Failures when trying to delete powered-off, orphaned, or disconnected edge VMs, specifically those auto-deployed via NSX Manager.
NSX edge node might get deleted from the NSX UI but its stale entry remains in the vCenter inventory.
The vTEP assignments (IP addresses) associated with an edge are released from the NSX side once it's deleted. These IPs might be assigned to new edges, causing duplicate IPs and potential disruptions.
An edge node is marked as orphaned.
VMware NSX
VMware NSX-T Data Center
Trying to delete Edge from NSX-T managers which are deleted from VC/ Powered off/ orphaned, or disconnected, specifically those auto-deployed via NSX Manager/ via OVF from VC.
Host/ datastore on which edge is deployed is now corrupt/crashed/ unresponsive.
This can be a result of incorrectly deleting the Edge TN(using corfu command, etc.)
Initiating a delete operation on the NSX Edge node from the NSX UI causes the NSX manager to contact the edge directly for deletion.
If the NSX manager fails to contact the Edge node, it tries to ask the vCenter for a delete operation (applies when the edge node was deployed via the NSX UI and not OVA).
If both steps fail, the EDGE gets stuck in the "Delete in progress" state.
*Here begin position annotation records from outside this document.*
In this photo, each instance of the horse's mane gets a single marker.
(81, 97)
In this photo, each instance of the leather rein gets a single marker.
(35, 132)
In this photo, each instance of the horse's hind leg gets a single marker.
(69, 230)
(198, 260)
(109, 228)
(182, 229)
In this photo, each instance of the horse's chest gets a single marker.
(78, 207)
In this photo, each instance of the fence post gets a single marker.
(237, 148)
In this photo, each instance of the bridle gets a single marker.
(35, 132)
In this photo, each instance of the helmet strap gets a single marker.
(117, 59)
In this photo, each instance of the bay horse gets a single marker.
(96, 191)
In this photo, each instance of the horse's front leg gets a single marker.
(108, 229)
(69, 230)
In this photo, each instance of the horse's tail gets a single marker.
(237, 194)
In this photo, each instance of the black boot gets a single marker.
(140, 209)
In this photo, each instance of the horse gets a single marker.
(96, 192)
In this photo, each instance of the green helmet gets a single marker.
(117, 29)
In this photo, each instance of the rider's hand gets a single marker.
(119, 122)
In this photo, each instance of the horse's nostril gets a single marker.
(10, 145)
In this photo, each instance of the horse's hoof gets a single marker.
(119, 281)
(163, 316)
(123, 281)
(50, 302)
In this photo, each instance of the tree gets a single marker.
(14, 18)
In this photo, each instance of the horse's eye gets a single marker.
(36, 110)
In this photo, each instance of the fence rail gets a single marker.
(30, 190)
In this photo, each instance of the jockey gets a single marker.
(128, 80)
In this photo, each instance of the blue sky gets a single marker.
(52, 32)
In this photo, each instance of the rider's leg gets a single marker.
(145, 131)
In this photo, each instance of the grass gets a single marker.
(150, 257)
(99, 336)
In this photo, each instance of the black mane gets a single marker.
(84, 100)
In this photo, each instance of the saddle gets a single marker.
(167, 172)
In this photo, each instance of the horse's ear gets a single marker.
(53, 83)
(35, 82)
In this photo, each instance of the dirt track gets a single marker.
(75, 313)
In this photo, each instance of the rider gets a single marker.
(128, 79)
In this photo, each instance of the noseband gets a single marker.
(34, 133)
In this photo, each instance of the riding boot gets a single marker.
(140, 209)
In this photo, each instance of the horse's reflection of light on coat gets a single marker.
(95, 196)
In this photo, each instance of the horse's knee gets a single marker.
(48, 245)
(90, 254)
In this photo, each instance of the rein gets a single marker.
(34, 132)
Make sure the target edge to be deleted is not consumed in any edge cluster. If the edge is in use, please remove it from the edge cluster, using the steps mentioned in the document. Below mentioned are the generic steps for deleting an edge VM/BM.
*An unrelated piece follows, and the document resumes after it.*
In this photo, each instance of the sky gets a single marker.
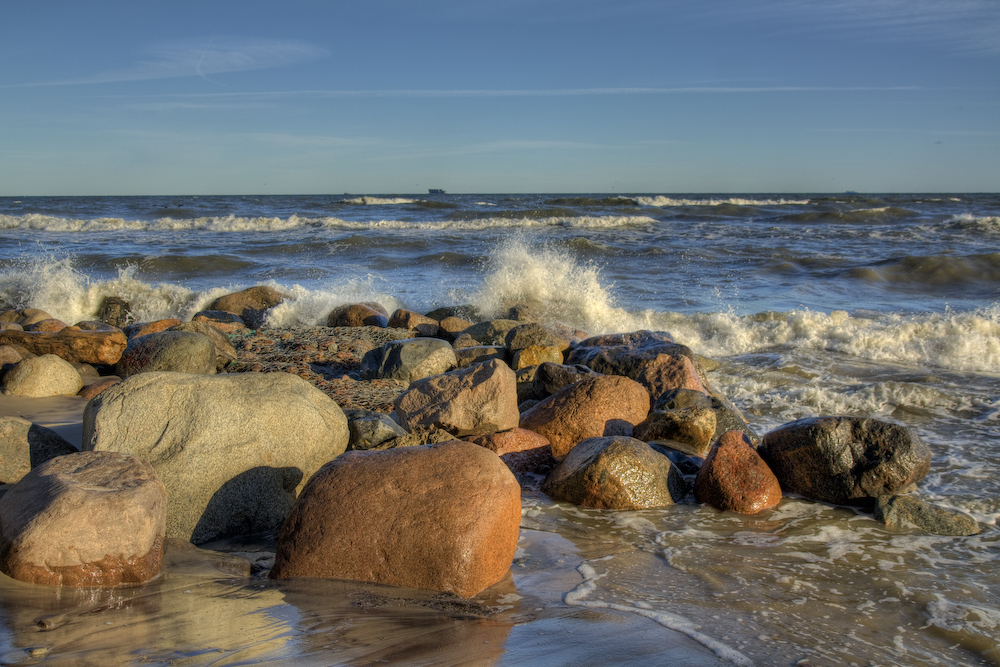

NSX-T versions 3.2.x - 4.2:
Attempt Edge Deletion:
UI:
You can go to System > Fabric > Nodes > Select the target edge > Perform the Delete action
API:
Use the DELETE https://<manager-ip>/api/v1/transport-nodes/<tn-id> API. This can be run using curl or using tools like Postman please see NSX API guide.
If you've performed deletion of Edge from NSX-T manager(API/UI) but the edge state in UI shows it is stuck for a long time(>15 mins) in Deletion in progress state, either the Edge VM is unreachable or deleted from VC. In order to confirm via API use GET api/v1/transport-nodes/<tn-id>/state. Refer "node_deployment_state" is set to "DELETE_IN_PROGRESS" and "state" is set to "orphaned"
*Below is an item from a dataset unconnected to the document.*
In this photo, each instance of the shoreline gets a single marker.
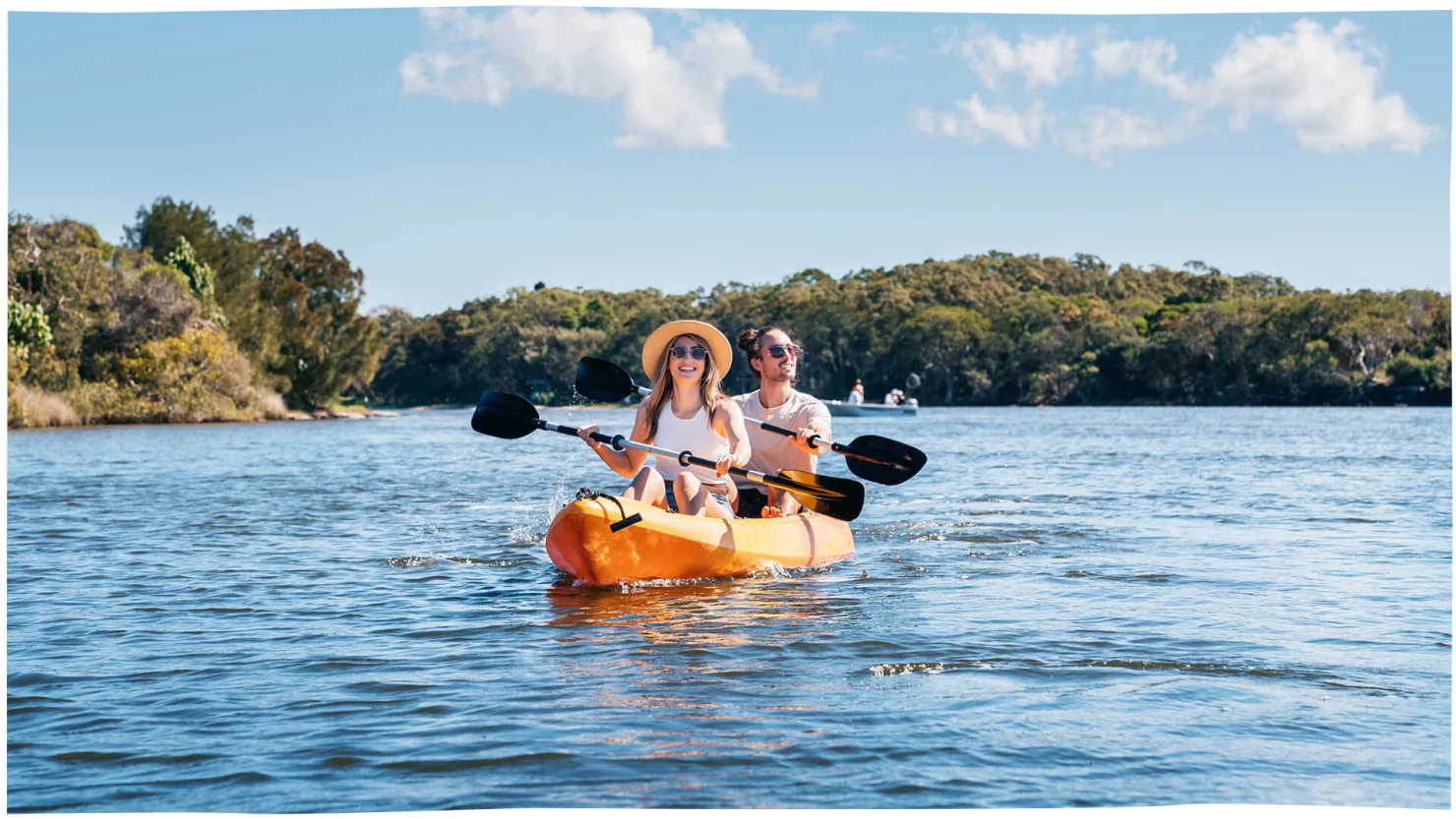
(364, 415)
In such a case, please make sure the edge VM is deleted from the vCenter, and fire following API-
POST https://<manager-ip>/api/v1/transport-nodes?action=clean_stale_entries This API will clean up all the stale edges from the NSX-T manager. This can be run using curl or using tools like Postman please see NSX API guide.
NSX-T versions > 4.2.0:
Attempt Edge Deletion
DELETE https://<manager-ip>/api/v1/transport-nodes/<tn-id> API. This can be run using curl or using tools like Postman please see NSX API guide.If you've performed deletion of Edge from NSX-T manager(API/UI) but the edge state in UI shows it is stuck for a long time(>15 mins) in Delete Failed state, either the Edge VM/BM is unreachable or deleted from VC.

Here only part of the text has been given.